SiRa – Sicherheit im Radverkehr
Subjektive und objektive Sicherheit steigern1.1.2020 - 1.12.2022
Bund bzw. bundesweit
25.3.2020
Die objektive Sicherheit von Radfahrenden wird seit Jahren kontinuierlich auch in den Medien diskutiert. Im Januar 2019 wurde beispielsweise eine Studie zu Unfallgefahren) – in diesem Fall zum Überholabstand – für Radfahrende von der Unfallforschung der Versicherer (UDV) veröffentlicht und von den Medien aufgenommen (Spiegel Online: 18.01.2019). Auch die Unfallstatistiken belegen, dass Radfahren im Vergleich zur Nutzung anderer Verkehrsmittel in Deutschland überdurchschnittlich gefährlich ist. So waren an 26 Prozent aller Verkehrsunfälle im Jahr 2016 Radfahrende beteiligt (destasis: 2017), obwohl nur 11 Prozent des Verkehrsaufkommens und lediglich 3 Prozent der Verkehrsleistung (infas et al.: 2018) auf das Rad entfallen. Dabei stellen rund Dreiviertel der Verkehrsunfälle von Radfahrenden Kollisionen mit Pkw dar, wobei in 75,4 Prozent der Fälle der Fahrer des Kfz der Hauptverursacher ist (destasis: 2017). Aber nicht nur die Autofahrer begehen Fehler, sondern auch die Radfahrenden. Erschwerend kommt hinzu, dass an Unfallhäufungsstellen oftmals eine mangelhafte Radinfrastruktur vorliegt. Die Aspekte der objektiven Sicherheit von Radfahrenden sind folglich weitestgehend bekannt.

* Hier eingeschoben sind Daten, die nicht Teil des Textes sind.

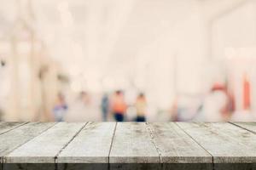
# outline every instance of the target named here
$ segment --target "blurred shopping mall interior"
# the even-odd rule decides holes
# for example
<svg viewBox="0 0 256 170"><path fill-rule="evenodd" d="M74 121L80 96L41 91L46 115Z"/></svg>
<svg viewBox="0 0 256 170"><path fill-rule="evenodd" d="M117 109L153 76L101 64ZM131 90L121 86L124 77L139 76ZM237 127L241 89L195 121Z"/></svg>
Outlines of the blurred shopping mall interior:
<svg viewBox="0 0 256 170"><path fill-rule="evenodd" d="M0 0L0 120L256 120L256 0Z"/></svg>

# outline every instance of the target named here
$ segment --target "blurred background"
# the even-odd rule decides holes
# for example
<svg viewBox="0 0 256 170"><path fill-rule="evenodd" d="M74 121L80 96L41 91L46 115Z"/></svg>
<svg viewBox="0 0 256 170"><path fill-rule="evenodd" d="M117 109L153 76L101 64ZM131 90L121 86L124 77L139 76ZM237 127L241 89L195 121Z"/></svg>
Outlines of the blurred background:
<svg viewBox="0 0 256 170"><path fill-rule="evenodd" d="M256 121L255 0L0 0L2 121Z"/></svg>

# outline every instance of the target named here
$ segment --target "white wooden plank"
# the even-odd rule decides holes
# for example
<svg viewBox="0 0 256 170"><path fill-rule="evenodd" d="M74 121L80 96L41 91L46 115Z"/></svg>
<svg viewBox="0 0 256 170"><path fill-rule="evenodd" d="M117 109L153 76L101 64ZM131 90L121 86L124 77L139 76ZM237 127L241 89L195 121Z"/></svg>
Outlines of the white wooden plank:
<svg viewBox="0 0 256 170"><path fill-rule="evenodd" d="M161 163L212 163L212 156L174 122L148 123Z"/></svg>
<svg viewBox="0 0 256 170"><path fill-rule="evenodd" d="M118 123L110 163L160 163L160 156L144 122Z"/></svg>
<svg viewBox="0 0 256 170"><path fill-rule="evenodd" d="M256 135L230 123L177 122L212 156L214 163L256 162Z"/></svg>
<svg viewBox="0 0 256 170"><path fill-rule="evenodd" d="M231 122L256 133L256 122Z"/></svg>
<svg viewBox="0 0 256 170"><path fill-rule="evenodd" d="M10 130L17 128L20 126L26 124L26 122L0 122L0 134L7 133Z"/></svg>
<svg viewBox="0 0 256 170"><path fill-rule="evenodd" d="M62 150L58 163L108 163L116 122L90 122Z"/></svg>
<svg viewBox="0 0 256 170"><path fill-rule="evenodd" d="M0 156L8 155L15 148L38 136L55 123L31 122L0 135ZM3 159L1 159L3 162Z"/></svg>
<svg viewBox="0 0 256 170"><path fill-rule="evenodd" d="M5 162L55 163L55 157L85 124L60 122L5 156Z"/></svg>

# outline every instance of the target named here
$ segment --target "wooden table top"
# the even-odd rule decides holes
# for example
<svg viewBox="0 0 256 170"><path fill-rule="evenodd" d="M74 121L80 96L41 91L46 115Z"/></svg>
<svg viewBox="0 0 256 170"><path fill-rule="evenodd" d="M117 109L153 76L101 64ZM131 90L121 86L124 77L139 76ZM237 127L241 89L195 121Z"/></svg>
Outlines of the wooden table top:
<svg viewBox="0 0 256 170"><path fill-rule="evenodd" d="M256 122L0 122L1 163L255 163Z"/></svg>

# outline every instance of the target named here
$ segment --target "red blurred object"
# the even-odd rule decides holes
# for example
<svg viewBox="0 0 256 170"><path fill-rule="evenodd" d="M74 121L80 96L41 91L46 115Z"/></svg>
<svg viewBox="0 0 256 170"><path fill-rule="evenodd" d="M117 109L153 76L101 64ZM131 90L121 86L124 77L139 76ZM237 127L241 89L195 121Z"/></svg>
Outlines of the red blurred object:
<svg viewBox="0 0 256 170"><path fill-rule="evenodd" d="M251 84L247 74L243 75L243 109L249 110L251 107Z"/></svg>

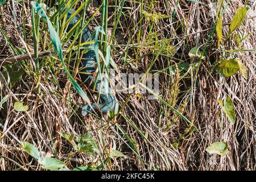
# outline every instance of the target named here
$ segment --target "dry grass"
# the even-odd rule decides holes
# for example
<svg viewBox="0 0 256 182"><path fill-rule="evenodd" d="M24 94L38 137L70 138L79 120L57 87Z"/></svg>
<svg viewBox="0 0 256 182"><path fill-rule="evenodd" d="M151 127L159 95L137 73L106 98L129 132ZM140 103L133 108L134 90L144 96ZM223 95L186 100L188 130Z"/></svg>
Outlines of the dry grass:
<svg viewBox="0 0 256 182"><path fill-rule="evenodd" d="M27 60L26 73L13 88L9 86L10 80L5 80L2 72L0 74L0 100L11 95L0 113L0 123L3 126L0 131L0 170L19 167L29 170L42 169L19 148L19 140L34 144L42 155L54 156L65 162L70 168L88 164L98 165L100 160L105 159L105 155L95 156L75 153L72 146L60 136L60 131L76 135L90 134L102 151L112 147L115 142L117 150L127 157L113 160L105 166L105 169L255 170L255 51L234 53L246 66L247 80L240 73L224 78L213 71L211 63L217 61L220 54L220 50L216 49L215 35L207 43L215 23L214 17L209 13L209 5L215 1L198 1L201 3L185 0L172 0L168 3L164 0L144 1L144 10L170 16L160 19L155 24L154 34L147 35L148 21L141 16L141 1L127 1L112 43L113 58L123 73L145 72L156 57L150 72L162 73L160 95L177 109L184 110L183 114L198 130L193 130L192 125L177 117L160 101L148 100L146 96L141 98L135 94L116 94L119 105L123 106L123 109L112 119L107 115L81 117L79 106L82 105L83 101L72 87L69 92L69 82L64 72L61 69L57 73L56 78L61 85L58 88L48 69L43 69L40 82L42 93L38 95L35 76L28 69L33 67L34 62ZM243 49L253 50L256 49L256 2L249 1L250 9L246 19L236 34L251 34L243 42ZM153 2L154 6L150 5ZM225 5L226 2L224 2ZM114 1L110 3L114 5ZM97 5L96 4L94 6ZM238 7L243 5L243 1L231 1L224 14L223 24L228 25ZM1 12L0 26L4 27L14 45L30 51L32 39L24 43L14 23L12 13L15 11L17 17L22 17L19 15L23 12L22 7L16 4L13 6L11 3L6 7ZM29 25L31 10L26 10L26 23ZM110 15L113 10L109 8ZM172 19L173 10L176 10L175 20ZM7 26L3 24L3 17ZM90 24L99 24L100 18L96 16ZM110 19L110 27L113 22ZM22 19L17 18L15 23L22 25ZM27 27L30 35L30 28L29 26ZM223 32L227 35L228 26L224 26ZM141 36L138 38L139 34ZM28 36L28 40L31 38ZM164 39L167 41L166 48L175 48L169 55L163 53L156 57L156 40ZM171 68L175 68L175 62L179 63L180 60L190 65L196 63L197 61L190 59L188 52L193 47L203 48L206 44L209 59L202 60L197 74L196 68L185 74L181 71L180 74L174 70L170 71L168 64ZM222 51L238 49L233 38L223 46L221 48ZM126 51L129 53L125 56ZM7 57L11 52L2 34L0 34L0 59ZM52 59L54 55L51 56L47 59ZM59 63L55 66L59 66ZM222 100L225 96L230 97L236 106L234 125L230 125L217 101ZM27 111L17 112L14 109L14 103L19 100L27 103ZM177 118L174 119L175 117ZM134 151L127 137L133 142ZM230 154L221 156L207 153L205 148L217 141L227 142Z"/></svg>

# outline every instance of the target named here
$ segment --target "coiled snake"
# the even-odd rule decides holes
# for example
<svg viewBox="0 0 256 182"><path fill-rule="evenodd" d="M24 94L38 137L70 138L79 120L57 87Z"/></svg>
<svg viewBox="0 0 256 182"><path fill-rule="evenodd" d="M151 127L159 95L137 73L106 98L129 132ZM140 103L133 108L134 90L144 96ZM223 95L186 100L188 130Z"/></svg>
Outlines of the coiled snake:
<svg viewBox="0 0 256 182"><path fill-rule="evenodd" d="M54 1L54 3L57 1ZM71 8L68 13L67 19L71 17L72 12L74 12L73 9ZM67 28L67 31L71 30L79 19L79 16L77 15L75 16L69 23ZM82 31L81 43L88 41L93 40L95 39L92 36L92 31L88 27L85 27ZM88 46L94 46L94 44L88 45ZM82 50L81 50L82 51ZM92 89L96 84L95 90L100 92L100 99L101 103L96 104L92 103L91 106L85 105L82 106L81 114L82 115L86 115L91 111L98 111L100 109L104 113L114 110L115 100L112 89L109 86L108 84L106 85L104 83L100 84L100 80L98 77L93 76L93 73L95 72L97 67L97 61L94 50L89 50L82 55L81 59L81 64L82 68L84 68L82 71L86 74L81 74L81 80L89 88ZM89 74L88 74L89 73ZM100 88L101 87L101 88Z"/></svg>

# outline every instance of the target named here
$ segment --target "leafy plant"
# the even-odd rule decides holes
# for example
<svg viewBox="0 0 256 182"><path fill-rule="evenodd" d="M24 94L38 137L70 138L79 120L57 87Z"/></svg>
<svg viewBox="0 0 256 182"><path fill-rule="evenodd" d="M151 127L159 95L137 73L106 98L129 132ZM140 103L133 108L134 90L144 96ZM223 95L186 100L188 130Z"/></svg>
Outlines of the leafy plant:
<svg viewBox="0 0 256 182"><path fill-rule="evenodd" d="M208 147L205 150L211 154L225 155L229 154L228 144L225 142L217 142Z"/></svg>
<svg viewBox="0 0 256 182"><path fill-rule="evenodd" d="M6 4L6 2L3 0L0 0L0 7Z"/></svg>
<svg viewBox="0 0 256 182"><path fill-rule="evenodd" d="M5 96L5 97L3 97L0 101L0 109L3 108L2 107L3 104L8 100L10 96L10 94Z"/></svg>
<svg viewBox="0 0 256 182"><path fill-rule="evenodd" d="M218 66L217 71L224 77L233 76L240 71L242 75L247 78L245 67L238 59L221 60L221 63Z"/></svg>
<svg viewBox="0 0 256 182"><path fill-rule="evenodd" d="M197 58L201 59L203 60L205 59L205 56L203 55L202 52L200 51L199 48L197 46L193 47L188 53L188 55L190 58Z"/></svg>
<svg viewBox="0 0 256 182"><path fill-rule="evenodd" d="M73 134L65 132L60 133L60 135L65 138L78 152L87 152L92 155L94 155L94 152L98 152L96 142L90 135L82 134L75 136Z"/></svg>
<svg viewBox="0 0 256 182"><path fill-rule="evenodd" d="M228 34L228 39L232 33L237 30L239 26L241 24L242 22L246 15L247 11L249 10L249 7L239 7L237 10L237 13L233 17L232 21L229 26L229 30Z"/></svg>
<svg viewBox="0 0 256 182"><path fill-rule="evenodd" d="M82 97L82 98L88 104L90 104L90 100L88 97L87 95L82 90L82 89L81 88L79 85L76 82L75 79L69 73L69 72L68 71L68 69L65 66L65 63L63 59L61 49L61 43L60 42L60 38L59 37L58 34L54 29L54 27L52 26L51 20L48 18L47 15L46 15L46 13L44 12L44 10L43 9L40 5L35 2L32 2L31 3L33 6L33 8L34 8L36 10L36 12L38 12L38 15L39 15L43 19L44 19L47 22L52 44L53 44L53 46L55 48L55 51L56 51L57 53L59 55L59 57L60 57L60 61L61 61L62 65L64 69L65 70L65 72L68 75L68 77L71 81L71 83L74 86L75 88L77 91L78 93L81 96L81 97Z"/></svg>
<svg viewBox="0 0 256 182"><path fill-rule="evenodd" d="M230 123L234 125L236 121L236 109L232 100L229 98L224 98L224 105L221 101L218 101L220 104L222 106L222 109L229 119Z"/></svg>
<svg viewBox="0 0 256 182"><path fill-rule="evenodd" d="M21 142L20 147L25 152L36 159L42 167L46 169L56 171L63 168L65 164L61 161L52 158L41 158L39 151L33 144L27 142Z"/></svg>
<svg viewBox="0 0 256 182"><path fill-rule="evenodd" d="M28 109L28 106L23 105L23 101L17 101L14 103L14 109L17 111L26 111Z"/></svg>
<svg viewBox="0 0 256 182"><path fill-rule="evenodd" d="M220 16L218 22L216 24L216 33L217 33L217 37L218 38L218 42L217 42L218 48L220 47L220 44L221 44L223 39L222 18L222 17L221 16Z"/></svg>
<svg viewBox="0 0 256 182"><path fill-rule="evenodd" d="M20 81L24 71L16 63L5 65L3 75L6 80L10 77L10 87L12 88L15 84Z"/></svg>

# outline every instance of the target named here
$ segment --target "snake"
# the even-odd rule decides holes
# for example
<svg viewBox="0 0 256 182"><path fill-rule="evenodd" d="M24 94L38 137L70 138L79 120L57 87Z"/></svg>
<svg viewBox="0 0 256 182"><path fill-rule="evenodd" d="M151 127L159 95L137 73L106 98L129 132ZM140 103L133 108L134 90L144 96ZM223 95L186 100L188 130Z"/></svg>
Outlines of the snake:
<svg viewBox="0 0 256 182"><path fill-rule="evenodd" d="M57 2L57 0L53 1L53 3ZM67 19L69 19L72 16L73 12L75 12L74 9L72 7L68 11L67 14ZM78 15L74 16L68 25L67 32L71 30L77 21L80 17ZM86 42L90 42L95 40L95 36L93 35L93 32L87 26L82 30L81 32L81 43L85 43ZM94 43L86 45L88 47L94 47ZM101 100L101 103L96 104L94 102L90 104L86 104L84 105L81 109L81 114L83 116L86 115L92 111L101 111L102 113L107 113L109 111L114 110L115 105L115 99L113 90L109 87L109 84L106 84L104 81L101 84L101 80L100 77L93 76L93 73L97 69L97 60L96 55L94 50L89 49L85 50L86 47L82 48L81 51L85 50L86 53L84 53L81 59L81 63L82 65L81 72L85 74L80 74L81 80L85 84L87 88L93 89L95 85L94 90L98 92L100 92L100 99Z"/></svg>

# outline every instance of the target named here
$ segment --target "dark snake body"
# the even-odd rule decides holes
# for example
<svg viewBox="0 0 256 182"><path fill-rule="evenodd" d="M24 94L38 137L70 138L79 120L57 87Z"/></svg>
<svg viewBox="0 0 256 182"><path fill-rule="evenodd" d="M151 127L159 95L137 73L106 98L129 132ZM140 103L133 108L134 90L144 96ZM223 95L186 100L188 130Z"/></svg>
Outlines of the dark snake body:
<svg viewBox="0 0 256 182"><path fill-rule="evenodd" d="M72 12L74 12L73 8L68 12L67 19L71 16ZM67 31L69 31L73 28L79 18L78 15L73 17L68 26ZM81 43L93 40L95 38L92 36L92 31L88 27L86 27L82 30ZM89 46L94 47L94 44L92 44L89 45ZM93 75L97 67L96 56L94 50L90 49L82 55L81 64L82 68L84 68L82 71L86 73L89 73L86 75L81 74L81 80L87 86L89 86L89 88L91 89L93 88L93 86L96 84L95 90L101 90L100 96L100 99L102 101L102 103L98 104L92 103L90 106L89 105L83 106L81 111L82 115L86 115L91 111L97 111L99 109L104 113L114 110L115 100L112 89L109 86L108 83L106 85L104 84L104 81L103 81L101 85L98 77L98 78L96 78L97 77L93 76ZM101 89L100 86L101 86Z"/></svg>

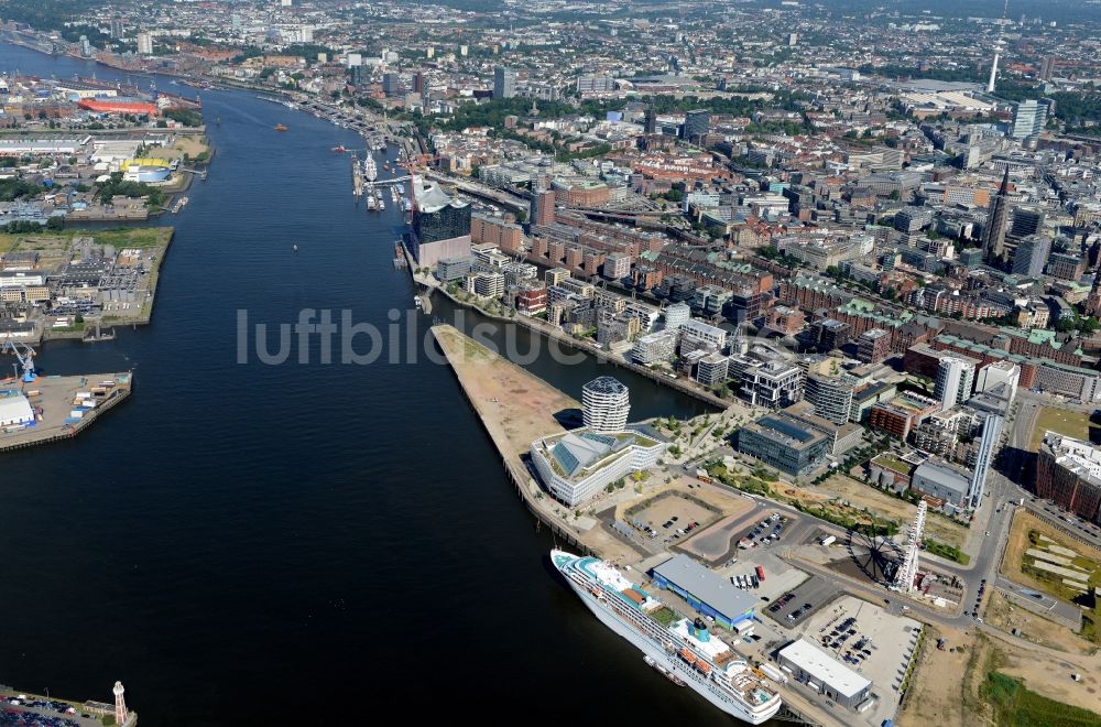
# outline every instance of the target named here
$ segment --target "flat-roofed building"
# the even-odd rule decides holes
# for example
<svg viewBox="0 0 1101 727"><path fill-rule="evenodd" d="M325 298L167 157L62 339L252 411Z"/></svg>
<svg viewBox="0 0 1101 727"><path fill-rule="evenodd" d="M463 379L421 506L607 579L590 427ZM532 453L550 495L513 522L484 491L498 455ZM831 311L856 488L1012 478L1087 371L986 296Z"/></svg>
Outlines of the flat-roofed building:
<svg viewBox="0 0 1101 727"><path fill-rule="evenodd" d="M718 351L708 354L696 365L696 380L705 387L713 387L727 380L730 358Z"/></svg>
<svg viewBox="0 0 1101 727"><path fill-rule="evenodd" d="M807 376L804 399L814 406L815 414L835 424L844 424L852 412L852 392L855 381L849 376Z"/></svg>
<svg viewBox="0 0 1101 727"><path fill-rule="evenodd" d="M734 587L728 578L687 555L674 555L655 565L651 575L658 587L677 594L693 608L728 629L753 618L757 604L755 596Z"/></svg>
<svg viewBox="0 0 1101 727"><path fill-rule="evenodd" d="M936 399L906 392L873 405L868 420L873 430L905 441L915 427L939 410L940 402Z"/></svg>
<svg viewBox="0 0 1101 727"><path fill-rule="evenodd" d="M1101 523L1101 448L1047 432L1037 455L1035 492L1064 510Z"/></svg>
<svg viewBox="0 0 1101 727"><path fill-rule="evenodd" d="M828 437L783 412L762 416L738 432L738 451L794 477L813 473L831 451Z"/></svg>
<svg viewBox="0 0 1101 727"><path fill-rule="evenodd" d="M796 681L849 709L860 706L872 692L868 679L809 641L793 641L781 649L777 657L781 666L787 668Z"/></svg>
<svg viewBox="0 0 1101 727"><path fill-rule="evenodd" d="M593 432L586 426L536 440L531 454L550 495L573 508L621 477L653 467L667 446L648 428Z"/></svg>
<svg viewBox="0 0 1101 727"><path fill-rule="evenodd" d="M631 349L631 360L640 366L671 361L676 356L677 332L662 329L641 336Z"/></svg>
<svg viewBox="0 0 1101 727"><path fill-rule="evenodd" d="M872 328L857 338L857 358L865 364L879 364L891 356L891 333Z"/></svg>
<svg viewBox="0 0 1101 727"><path fill-rule="evenodd" d="M970 476L947 463L927 459L917 466L911 477L911 489L951 504L956 509L969 507Z"/></svg>

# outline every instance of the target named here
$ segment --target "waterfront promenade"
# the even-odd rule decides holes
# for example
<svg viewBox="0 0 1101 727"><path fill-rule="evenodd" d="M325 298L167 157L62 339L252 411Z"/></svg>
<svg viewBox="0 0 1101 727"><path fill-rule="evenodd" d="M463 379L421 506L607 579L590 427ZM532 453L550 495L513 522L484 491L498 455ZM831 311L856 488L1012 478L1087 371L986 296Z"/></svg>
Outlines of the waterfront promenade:
<svg viewBox="0 0 1101 727"><path fill-rule="evenodd" d="M12 378L0 380L0 390L20 388L35 410L39 422L26 428L0 430L0 452L76 436L130 395L133 372L39 377L28 383ZM89 395L81 400L86 403L78 404L81 392ZM75 416L74 412L79 412L79 415Z"/></svg>
<svg viewBox="0 0 1101 727"><path fill-rule="evenodd" d="M556 416L580 412L581 405L453 326L433 326L432 333L527 509L575 549L608 560L636 558L625 543L593 527L595 520L578 518L547 497L525 464L532 442L563 431Z"/></svg>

Große Defizite zeigen sich aber gerade auch im subjektiven Sicherheitsempfinden der Radfahrenden in Deutschland: über 50 Prozent fühlen sich auf deutschen Straßen nicht sicher (SINUS: 2013). Im Gegensatz zur objektiven Sicherheitslage existiert zur Entstehung der subjektiven Sicherheitswahrnehmung von Radfahrenden wenig gesichertes Wissen. Generell ist für die Steigerung des Radverkehrs am Modal Split jedoch eine Steigerung des subjektiven Sicherheitsempfindens von entscheidender Bedeutung (z.B. Manton et al.: 2016). Angst vor einer Verletzung im Speziellen (Aldred & Woodcock: 2015) und mangelnde Sicherheit im Allgemeinen (z.B. Beleuchtung des Radwegs, Verkehrsaufkommen) (Winters et al.: 2011 & 2012) gelten als die größten Hürden, um mit dem Radfahren zu beginnen. Gerade unerfahrene Radler sehen hier ein großes Gefahrenpotential (Bill et al.: 2015). Aldred & Goodman (2018) stellen fest: „More research is needed to understand the experiences of newer cyclists, and the extent to which near misses might contribute to discouraging new cyclists from continuing”. Fehlende Erkenntnisse insbesondere zur Gruppe derer, die nicht oder nur selten mit dem Fahrrad fahren, konstatiert auch Kropp (2018) als Ergebnis ihrer deutschlandweiten Befragung.
Bezogen auf die Verkehrssicherheit spielen im Allgemeinen drei Faktoren eine wichtige Rolle: neben (1) den individuellen Eigenschaften der Radfahrenden (z.B. (Nicht-)Radfahrertyp oder Alter) und ihrem Verhalten (2) die vorgefundene Radinfrastruktur (z.B. Art der Radinfrastruktur) sowie (3) die allgemeine Verkehrslage (z.B. Verkehrsaufkommen). Die technische Ausstattung der Fahrzeuge wird bewusst außen vorgelassen, da Innovationen in diesem Bereich zum einen vornehmlich durch die Industrie hervorgebracht werden und zum anderen eine Marktdurchdringung meist nur langsam erreicht wird. Zudem können diese beiden Prozesse nur bedingt und indirekt durch den NRVP beeinflusst werden (BMVBS: 2012).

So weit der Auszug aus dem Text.